Search code examples
cpu-architecturebranch-prediction

TAGE prediction accuracy improves with loop over larger array?


The code snippet iterates through a 1D matrix. (N is the size of the matrix).

for (i=0; i< N; i++) // outer loop for Rows

When I run this piece of code on a processor simulator to measure TAGE accuracy, I realize that as the size of the array (N) increases, the TAGE accuracy increases.

What is the reason for this?


Solution

  • Loop branches typically mispredict only on the last iteration when execution falls through out of the loop instead of jumping to the top. (For fairly obvious reasons: they quickly learn that the branch is always-taken, and predict that way.)

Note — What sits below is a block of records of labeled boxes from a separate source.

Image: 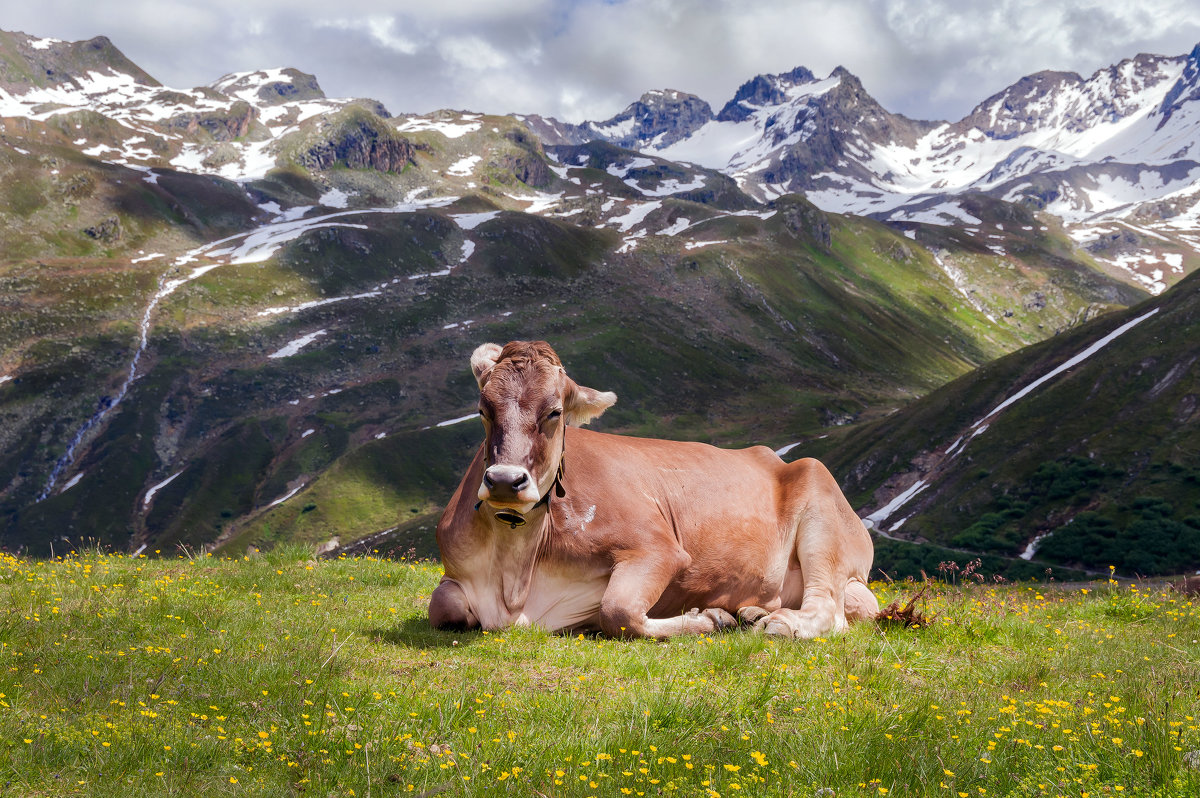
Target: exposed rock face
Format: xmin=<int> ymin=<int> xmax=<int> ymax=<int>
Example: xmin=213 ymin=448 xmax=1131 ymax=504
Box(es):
xmin=296 ymin=108 xmax=416 ymax=172
xmin=518 ymin=89 xmax=713 ymax=150
xmin=0 ymin=31 xmax=161 ymax=94
xmin=212 ymin=67 xmax=325 ymax=106
xmin=775 ymin=197 xmax=833 ymax=250
xmin=592 ymin=89 xmax=713 ymax=149
xmin=83 ymin=216 xmax=124 ymax=244
xmin=167 ymin=101 xmax=258 ymax=142
xmin=716 ymin=66 xmax=816 ymax=122
xmin=502 ymin=130 xmax=553 ymax=188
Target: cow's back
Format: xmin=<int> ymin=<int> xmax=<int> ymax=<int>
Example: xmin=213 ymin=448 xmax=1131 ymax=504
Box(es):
xmin=552 ymin=430 xmax=796 ymax=616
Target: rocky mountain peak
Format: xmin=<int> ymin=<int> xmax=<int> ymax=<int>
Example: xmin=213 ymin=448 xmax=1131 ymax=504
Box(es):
xmin=716 ymin=66 xmax=817 ymax=122
xmin=0 ymin=31 xmax=161 ymax=94
xmin=210 ymin=67 xmax=325 ymax=106
xmin=1158 ymin=44 xmax=1200 ymax=123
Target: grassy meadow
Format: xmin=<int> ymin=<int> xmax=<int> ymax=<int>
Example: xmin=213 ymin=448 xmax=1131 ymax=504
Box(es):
xmin=0 ymin=547 xmax=1200 ymax=798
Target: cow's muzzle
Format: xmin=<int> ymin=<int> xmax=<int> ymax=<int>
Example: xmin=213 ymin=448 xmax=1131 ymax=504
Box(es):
xmin=479 ymin=466 xmax=541 ymax=505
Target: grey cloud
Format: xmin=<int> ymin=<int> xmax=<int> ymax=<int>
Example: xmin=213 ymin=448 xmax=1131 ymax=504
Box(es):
xmin=7 ymin=0 xmax=1200 ymax=121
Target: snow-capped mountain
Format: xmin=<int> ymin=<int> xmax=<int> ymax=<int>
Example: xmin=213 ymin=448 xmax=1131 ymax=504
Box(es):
xmin=534 ymin=46 xmax=1200 ymax=290
xmin=0 ymin=26 xmax=1171 ymax=559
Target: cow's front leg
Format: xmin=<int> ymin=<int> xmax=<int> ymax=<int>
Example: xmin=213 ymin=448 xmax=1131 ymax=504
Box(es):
xmin=430 ymin=576 xmax=479 ymax=629
xmin=600 ymin=550 xmax=737 ymax=638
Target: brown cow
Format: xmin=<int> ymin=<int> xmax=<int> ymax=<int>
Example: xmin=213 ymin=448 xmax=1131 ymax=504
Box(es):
xmin=430 ymin=341 xmax=878 ymax=637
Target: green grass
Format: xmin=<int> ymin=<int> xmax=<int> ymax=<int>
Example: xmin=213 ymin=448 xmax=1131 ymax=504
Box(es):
xmin=0 ymin=548 xmax=1200 ymax=797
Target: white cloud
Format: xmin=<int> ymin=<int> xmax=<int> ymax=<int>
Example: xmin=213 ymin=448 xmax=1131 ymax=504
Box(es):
xmin=2 ymin=0 xmax=1200 ymax=121
xmin=314 ymin=16 xmax=421 ymax=55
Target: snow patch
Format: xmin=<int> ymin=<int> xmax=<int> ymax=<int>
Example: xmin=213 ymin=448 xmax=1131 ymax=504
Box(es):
xmin=266 ymin=330 xmax=326 ymax=360
xmin=446 ymin=155 xmax=484 ymax=178
xmin=142 ymin=469 xmax=184 ymax=510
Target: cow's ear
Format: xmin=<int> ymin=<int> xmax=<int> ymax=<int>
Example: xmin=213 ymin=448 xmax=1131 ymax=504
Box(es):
xmin=563 ymin=377 xmax=617 ymax=427
xmin=470 ymin=343 xmax=500 ymax=389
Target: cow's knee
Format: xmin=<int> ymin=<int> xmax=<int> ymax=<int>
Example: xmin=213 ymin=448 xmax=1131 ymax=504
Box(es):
xmin=755 ymin=594 xmax=846 ymax=640
xmin=846 ymin=580 xmax=880 ymax=620
xmin=430 ymin=578 xmax=479 ymax=629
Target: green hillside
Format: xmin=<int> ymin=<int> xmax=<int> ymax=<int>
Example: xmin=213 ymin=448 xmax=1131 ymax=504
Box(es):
xmin=0 ymin=113 xmax=1144 ymax=553
xmin=796 ymin=275 xmax=1200 ymax=574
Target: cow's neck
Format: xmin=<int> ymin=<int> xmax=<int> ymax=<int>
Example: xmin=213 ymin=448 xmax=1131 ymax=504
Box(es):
xmin=487 ymin=503 xmax=551 ymax=614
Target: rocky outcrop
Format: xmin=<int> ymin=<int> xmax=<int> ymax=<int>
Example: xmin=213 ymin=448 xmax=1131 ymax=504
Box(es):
xmin=716 ymin=66 xmax=816 ymax=122
xmin=212 ymin=67 xmax=325 ymax=106
xmin=167 ymin=100 xmax=258 ymax=142
xmin=296 ymin=108 xmax=416 ymax=172
xmin=517 ymin=89 xmax=713 ymax=150
xmin=0 ymin=31 xmax=160 ymax=94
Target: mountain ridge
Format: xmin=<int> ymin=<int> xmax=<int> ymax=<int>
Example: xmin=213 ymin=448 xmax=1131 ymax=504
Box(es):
xmin=0 ymin=28 xmax=1190 ymax=573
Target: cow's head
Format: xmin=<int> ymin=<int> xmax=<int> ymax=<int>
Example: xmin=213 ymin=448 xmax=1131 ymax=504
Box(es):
xmin=470 ymin=341 xmax=617 ymax=517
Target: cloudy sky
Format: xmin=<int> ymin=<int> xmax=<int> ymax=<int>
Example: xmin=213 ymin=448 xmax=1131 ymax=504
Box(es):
xmin=7 ymin=0 xmax=1200 ymax=121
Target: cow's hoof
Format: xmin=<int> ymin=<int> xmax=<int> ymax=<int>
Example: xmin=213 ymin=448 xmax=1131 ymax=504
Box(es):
xmin=755 ymin=618 xmax=796 ymax=637
xmin=701 ymin=607 xmax=738 ymax=631
xmin=738 ymin=607 xmax=770 ymax=626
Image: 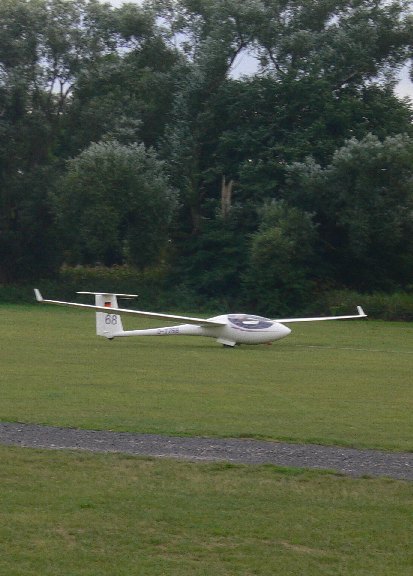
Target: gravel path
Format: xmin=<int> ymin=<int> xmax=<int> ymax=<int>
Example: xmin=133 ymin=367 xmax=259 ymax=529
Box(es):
xmin=0 ymin=422 xmax=413 ymax=480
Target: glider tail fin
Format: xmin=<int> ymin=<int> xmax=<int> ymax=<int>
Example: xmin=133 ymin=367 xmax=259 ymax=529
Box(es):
xmin=78 ymin=292 xmax=132 ymax=340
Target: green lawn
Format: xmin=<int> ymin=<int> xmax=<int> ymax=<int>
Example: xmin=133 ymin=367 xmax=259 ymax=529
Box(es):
xmin=0 ymin=447 xmax=413 ymax=576
xmin=0 ymin=305 xmax=413 ymax=450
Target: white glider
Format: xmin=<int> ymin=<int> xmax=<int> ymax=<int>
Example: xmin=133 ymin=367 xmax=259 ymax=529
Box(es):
xmin=34 ymin=288 xmax=367 ymax=346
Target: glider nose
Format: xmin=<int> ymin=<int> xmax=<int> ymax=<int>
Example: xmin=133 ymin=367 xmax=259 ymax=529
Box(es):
xmin=278 ymin=324 xmax=291 ymax=338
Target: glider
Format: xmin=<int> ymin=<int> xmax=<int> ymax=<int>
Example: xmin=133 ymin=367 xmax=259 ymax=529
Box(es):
xmin=34 ymin=288 xmax=367 ymax=346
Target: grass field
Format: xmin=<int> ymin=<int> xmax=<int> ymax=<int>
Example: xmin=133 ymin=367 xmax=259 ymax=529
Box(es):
xmin=0 ymin=305 xmax=413 ymax=450
xmin=0 ymin=306 xmax=413 ymax=576
xmin=0 ymin=447 xmax=413 ymax=576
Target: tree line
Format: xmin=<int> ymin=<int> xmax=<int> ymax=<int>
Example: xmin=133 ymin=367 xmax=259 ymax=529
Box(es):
xmin=0 ymin=0 xmax=413 ymax=312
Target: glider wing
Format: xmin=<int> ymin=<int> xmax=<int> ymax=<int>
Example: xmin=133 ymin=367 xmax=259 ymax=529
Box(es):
xmin=274 ymin=306 xmax=367 ymax=324
xmin=34 ymin=288 xmax=225 ymax=326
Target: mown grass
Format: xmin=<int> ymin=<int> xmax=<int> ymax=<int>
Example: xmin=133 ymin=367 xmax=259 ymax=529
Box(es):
xmin=0 ymin=305 xmax=413 ymax=450
xmin=0 ymin=447 xmax=413 ymax=576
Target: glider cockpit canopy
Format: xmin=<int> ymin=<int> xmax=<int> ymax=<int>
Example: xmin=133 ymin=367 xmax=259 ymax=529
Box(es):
xmin=228 ymin=314 xmax=274 ymax=330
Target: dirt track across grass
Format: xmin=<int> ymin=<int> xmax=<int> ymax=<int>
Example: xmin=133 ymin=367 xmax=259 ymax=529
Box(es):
xmin=0 ymin=422 xmax=413 ymax=480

    The more iterations your loops run, the more correctly-predicted taken branches you have for the same number of not-taken special cases that mispredict.


    Fun fact: on modern Intel CPUs (like Haswell / Skylake), their IT-TAGE branch predictors can "learn" a pattern up to about 22 iterations, correctly predicting the loop exit. With a very long outer loop to give the CPU time to learn the pattern, an inner loop that runs only 22 or fewer iterations tends to predict even the loop-exit branches correctly. So there's a significant dropoff in performance (and instruction throughput) when the inner-loop size grows past that point, if the loop body is pretty simple.

    But it probably takes quite a few outer-loop iterations to train the predictors with that much history. I was testing 10 million outer-loop iterations or so, to average out noise and startup overhead for a whole process with perf stat on real hardware under Linux. So the startup / learning phase was negligible.

    With older simpler branch predictors (before TAGE), I think some CPUs did implement loop-pattern prediction with a counter to predict loop exits for inner loops that ran a constant number of iterations every time they were reached. https://danluu.com/branch-prediction/ says the same, that "modern CPUs" "often" have such predictors.